A Pilgrimage: Day Two

Notes for a New Day will recount some rather older days during the next few months – journal entries from my pilgrimage on Spain’s camino in 2013.

Hard to know when anything, including a pilgrimage, actually begins. That moment when you go hmmm and nod your head with a slight tilt may be the actual start to any journey. In this case it’s the 9:30 train from Barcelona to Pamplona.

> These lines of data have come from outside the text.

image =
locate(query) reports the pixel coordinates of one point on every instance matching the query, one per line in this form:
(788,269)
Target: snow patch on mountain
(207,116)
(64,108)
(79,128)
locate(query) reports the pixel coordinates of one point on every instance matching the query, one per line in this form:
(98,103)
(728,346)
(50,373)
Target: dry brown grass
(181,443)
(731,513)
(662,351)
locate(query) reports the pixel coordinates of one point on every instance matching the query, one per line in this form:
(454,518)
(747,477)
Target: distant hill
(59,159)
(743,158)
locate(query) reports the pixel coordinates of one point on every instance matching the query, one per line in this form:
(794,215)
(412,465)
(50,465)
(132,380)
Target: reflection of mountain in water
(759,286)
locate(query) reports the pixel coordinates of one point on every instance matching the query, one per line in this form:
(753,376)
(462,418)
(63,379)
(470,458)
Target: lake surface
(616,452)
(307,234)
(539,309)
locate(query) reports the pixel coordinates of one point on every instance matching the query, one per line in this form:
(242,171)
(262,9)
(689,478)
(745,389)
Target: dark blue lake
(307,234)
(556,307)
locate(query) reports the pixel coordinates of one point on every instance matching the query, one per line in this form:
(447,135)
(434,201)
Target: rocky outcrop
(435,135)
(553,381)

It was so easy to take Metro from our hotel to the train station, so easy to find our train and make our way to Pamplona. So easy for me to turn to my son as we exited the station and tell him that I had done all the planning up to this moment and that it was now up to him to find the camino. I was too eager to get started and we didn’t explore the famous narrow streets of Pamplona as much as we should have, because we soon found the first pilgrim’s scallop shell, which images-6pointed us on our way.

*****

We walked until 4:45, stopping to rest in the tiny village of Zariquiegui. The cold water fountain was a welcome sight after a very hot, uphill walk. Wonderful views of snow-capped mountains behind us, fields and many moments of absolute silence all around us. Our first buen camino was called out to us on the outskirts of Pamplona, but we saw only a few other pilgrims along the way.

Not much hope of having a place to stay in Zariquiegui, so it seemed to us, but we met an older French-speaking couple who were on their 54th day of walking!  They said there was indeed an albergue just up the street, which had a room and we decided to stay. A quiet hour of reading, and smells of dinner in preparation.

Six courses! Soup, which tasted much better than the dishwater it resembled, beans, tomato and lettuce salad, fish stew, pork (we think…), flan and ice cream for dessert.  All ten of us at the communal table were pleasantly surprised.

Moments of absolute silence and dinner with strangers who feel like friends. These seem like reasons enough to have come here.